2 Materials and methods

This systematic review has been conducted in agreement with the guidelines of the PRISMA (Preferred Reporting Items for Systematic Reviews and Meta-Analysis) statement [14].

2.1 Data search

An electronic search for relevant studies was performed using EMBASE, Medline, and the Cochrane Central Register (January1990 to January 2019) of Controlled Trials.
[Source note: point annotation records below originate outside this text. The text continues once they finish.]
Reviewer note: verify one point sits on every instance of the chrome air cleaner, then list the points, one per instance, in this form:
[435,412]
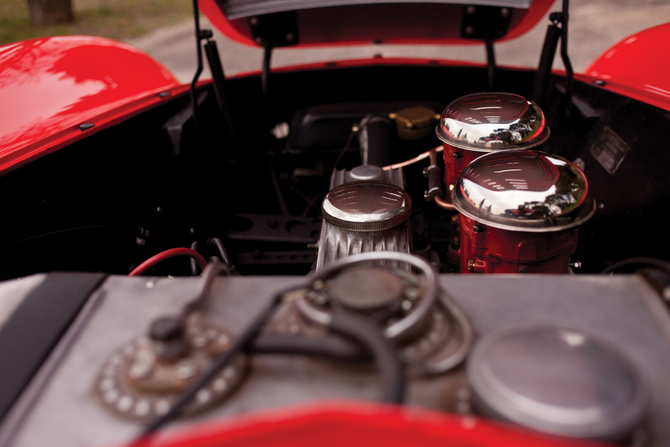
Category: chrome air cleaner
[520,212]
[364,216]
[486,122]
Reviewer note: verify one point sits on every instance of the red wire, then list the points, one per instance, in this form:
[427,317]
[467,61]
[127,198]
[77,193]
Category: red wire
[169,254]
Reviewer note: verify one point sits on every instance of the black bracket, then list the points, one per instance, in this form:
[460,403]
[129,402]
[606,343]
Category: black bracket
[275,30]
[485,22]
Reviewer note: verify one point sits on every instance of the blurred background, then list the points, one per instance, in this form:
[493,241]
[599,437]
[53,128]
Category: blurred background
[164,29]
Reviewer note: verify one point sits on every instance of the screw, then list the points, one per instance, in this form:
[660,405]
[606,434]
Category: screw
[186,371]
[140,371]
[412,293]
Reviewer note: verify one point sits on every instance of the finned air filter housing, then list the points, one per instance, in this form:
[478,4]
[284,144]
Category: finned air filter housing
[486,122]
[363,216]
[520,212]
[367,206]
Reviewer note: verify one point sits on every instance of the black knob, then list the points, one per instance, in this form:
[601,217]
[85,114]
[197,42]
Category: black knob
[166,329]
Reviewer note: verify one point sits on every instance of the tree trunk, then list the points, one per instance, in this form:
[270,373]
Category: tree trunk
[46,12]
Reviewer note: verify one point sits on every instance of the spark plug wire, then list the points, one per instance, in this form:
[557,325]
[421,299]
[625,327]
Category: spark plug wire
[181,251]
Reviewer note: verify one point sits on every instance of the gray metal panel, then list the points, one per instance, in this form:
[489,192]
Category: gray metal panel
[622,311]
[235,9]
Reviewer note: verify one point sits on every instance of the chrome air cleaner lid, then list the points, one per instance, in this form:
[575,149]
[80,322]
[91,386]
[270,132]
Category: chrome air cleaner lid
[486,122]
[523,191]
[366,206]
[558,381]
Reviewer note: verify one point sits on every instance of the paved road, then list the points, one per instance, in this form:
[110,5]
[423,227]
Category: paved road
[595,26]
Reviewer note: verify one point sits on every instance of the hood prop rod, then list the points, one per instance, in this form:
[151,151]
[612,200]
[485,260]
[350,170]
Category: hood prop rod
[199,35]
[554,32]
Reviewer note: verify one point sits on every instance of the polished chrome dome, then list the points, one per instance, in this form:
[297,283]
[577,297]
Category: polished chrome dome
[486,122]
[523,191]
[366,206]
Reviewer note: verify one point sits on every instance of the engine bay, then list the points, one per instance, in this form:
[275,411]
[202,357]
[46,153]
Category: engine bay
[331,204]
[156,181]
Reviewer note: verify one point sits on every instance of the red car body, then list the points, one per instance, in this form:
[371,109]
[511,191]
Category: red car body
[59,91]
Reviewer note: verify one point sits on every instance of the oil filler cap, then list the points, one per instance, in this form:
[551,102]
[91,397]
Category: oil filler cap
[558,381]
[367,206]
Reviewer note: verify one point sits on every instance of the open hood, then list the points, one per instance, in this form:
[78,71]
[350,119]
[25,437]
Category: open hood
[323,22]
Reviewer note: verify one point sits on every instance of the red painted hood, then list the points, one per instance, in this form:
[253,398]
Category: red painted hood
[337,22]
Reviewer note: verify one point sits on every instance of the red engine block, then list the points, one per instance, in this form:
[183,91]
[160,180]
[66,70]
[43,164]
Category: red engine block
[486,249]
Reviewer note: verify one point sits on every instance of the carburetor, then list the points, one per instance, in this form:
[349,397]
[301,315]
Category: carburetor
[480,123]
[520,212]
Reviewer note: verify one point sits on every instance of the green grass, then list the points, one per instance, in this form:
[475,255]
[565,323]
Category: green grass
[116,19]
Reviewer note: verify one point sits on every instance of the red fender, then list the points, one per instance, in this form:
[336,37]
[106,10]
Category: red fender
[50,86]
[638,67]
[358,424]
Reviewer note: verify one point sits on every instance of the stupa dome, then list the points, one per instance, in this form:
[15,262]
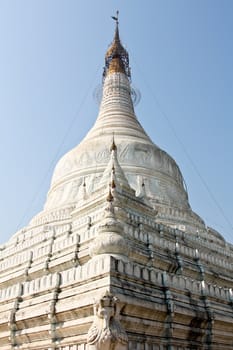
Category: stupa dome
[143,162]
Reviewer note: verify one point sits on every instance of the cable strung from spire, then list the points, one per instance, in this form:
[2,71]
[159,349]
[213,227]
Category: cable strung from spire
[116,58]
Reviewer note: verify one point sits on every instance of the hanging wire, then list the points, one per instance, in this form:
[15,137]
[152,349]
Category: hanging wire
[59,148]
[164,114]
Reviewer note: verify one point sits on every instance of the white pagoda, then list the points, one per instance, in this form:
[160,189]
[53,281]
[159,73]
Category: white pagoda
[117,259]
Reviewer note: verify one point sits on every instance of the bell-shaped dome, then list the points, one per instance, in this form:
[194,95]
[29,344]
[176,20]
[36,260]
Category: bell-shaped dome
[143,162]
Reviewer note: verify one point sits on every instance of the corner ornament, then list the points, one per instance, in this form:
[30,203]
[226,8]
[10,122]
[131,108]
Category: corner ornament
[106,332]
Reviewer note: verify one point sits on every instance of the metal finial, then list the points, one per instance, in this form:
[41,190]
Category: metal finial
[116,17]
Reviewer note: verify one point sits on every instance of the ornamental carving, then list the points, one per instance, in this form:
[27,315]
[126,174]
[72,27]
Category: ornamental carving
[106,332]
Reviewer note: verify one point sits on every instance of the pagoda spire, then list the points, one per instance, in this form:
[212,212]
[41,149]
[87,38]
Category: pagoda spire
[116,57]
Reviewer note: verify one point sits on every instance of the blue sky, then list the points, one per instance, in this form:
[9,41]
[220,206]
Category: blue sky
[52,55]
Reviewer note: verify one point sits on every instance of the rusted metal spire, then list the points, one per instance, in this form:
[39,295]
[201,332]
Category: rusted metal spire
[116,58]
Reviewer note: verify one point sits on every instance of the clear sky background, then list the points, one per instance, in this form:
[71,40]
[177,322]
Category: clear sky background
[51,60]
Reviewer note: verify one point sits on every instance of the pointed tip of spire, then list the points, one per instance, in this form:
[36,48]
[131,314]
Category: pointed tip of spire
[116,58]
[113,145]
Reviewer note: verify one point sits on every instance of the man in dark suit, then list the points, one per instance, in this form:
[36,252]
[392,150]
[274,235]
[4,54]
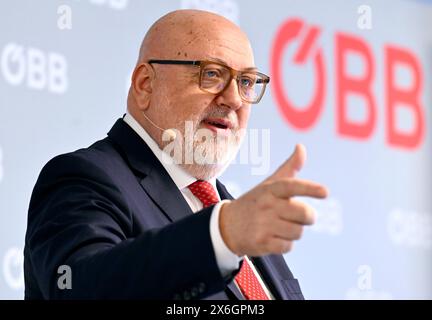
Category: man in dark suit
[141,215]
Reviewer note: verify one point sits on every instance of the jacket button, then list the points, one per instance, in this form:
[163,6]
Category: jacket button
[186,295]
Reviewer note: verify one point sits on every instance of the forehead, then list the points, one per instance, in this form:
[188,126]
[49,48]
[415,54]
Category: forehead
[227,45]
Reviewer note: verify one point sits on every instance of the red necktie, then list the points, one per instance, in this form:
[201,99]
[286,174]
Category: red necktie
[246,279]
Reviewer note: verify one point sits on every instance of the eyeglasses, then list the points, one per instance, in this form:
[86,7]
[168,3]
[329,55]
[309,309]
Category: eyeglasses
[215,77]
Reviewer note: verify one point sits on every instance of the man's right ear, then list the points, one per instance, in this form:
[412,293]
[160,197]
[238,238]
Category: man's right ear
[142,78]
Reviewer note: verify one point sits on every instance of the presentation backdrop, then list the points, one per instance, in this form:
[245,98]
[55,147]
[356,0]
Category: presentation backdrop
[352,80]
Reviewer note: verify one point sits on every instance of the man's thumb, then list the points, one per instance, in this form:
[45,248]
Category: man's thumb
[293,165]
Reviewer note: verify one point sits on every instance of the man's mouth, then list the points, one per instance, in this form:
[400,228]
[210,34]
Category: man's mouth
[217,125]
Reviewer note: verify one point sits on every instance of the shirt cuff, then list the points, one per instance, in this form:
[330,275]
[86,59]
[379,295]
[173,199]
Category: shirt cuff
[227,260]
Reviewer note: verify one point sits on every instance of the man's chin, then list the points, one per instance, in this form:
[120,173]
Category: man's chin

2.2 Study selection criteria

2.2.1 Inclusion criteria

Population: diabetic and non-diabetic patients with carotid/coronary atheroma

Intervention: pioglitazone ± standard therapy/control: placebo or no treatment ± standard therapy/outcomes: atheroma volume by intravascular ultrasound (IVUS) or by carotid intima media thickness/study design: randomized controlled trials (RCT) [15]

2.2.2 Exclusion criteria

Any study that failed to tackle the primary outcome parameters or was lacking the patients’ characteristics

2.3 Data extraction

All data from eligible studies were extracted by two independent investigators according to a standard protocol. Recorded data variables included trial name, year of publication, country of origin, eligibility criteria, baseline characteristics, duration of follow-up, and number of participants. Other variables considered were standardized mean difference of atheroma volume or carotid intima media thickness, glycated hemoglobin (HbA1C), low-density lipoproteins (LDL), and high-density lipoproteins (HDL) in recipients of pioglitazone vs. controls (recipients of other antidiabetic drugs). We assessed study quality using the Cochrane risk-of-bias algorithm.

2.4 Statistical analysis

Mean differences in atheroma volume by intravascular ultrasound or carotid intima media thickness (CIMT) were all included as primary outcome parameters for comparison between pioglitazone versus control. We calculated the standardized mean difference and their corresponding 95% CIs. For the statistical analysis, we used a random-effects model and explored for sources of inconsistency (I2) and heterogeneity. We considered study-level estimates to be heterogeneous if the χ2 test was significant (P < 0.05). The Cochrane Collaborations Review Manager Software Package (RevMan 5.3) was used for this meta-analysis. Tests for heterogeneity, as well as Z test and P values, were determined for secondary outcome parameters including HbA1c, LDL, and HDL.

3 Results

3.1 Main findings

The literature review identified 10 studies that were deemed suitable for detailed assessment, four of which were excluded. Koshiyama et al.’s [16] study was excluded due to the lack of patient characteristics which might induce a major selection bias. Nozue et al.’s [17] series was excluded due to lack of comparison between a pioglitazone group and a control group; comparison was conducted between a diabetes mellitus (DM) group and a non-DM group. Finally, Dormandy et al. and Liu et al. [18, 19] were excluded due to different clinical endpoints or outcome parameters than those previously mentioned, namely CIMT and atheroma volume by IVUS.

Six studies were ultimately included with a totality of 1990 patients.

Patient characteristics have been summarized for each study in Table 1.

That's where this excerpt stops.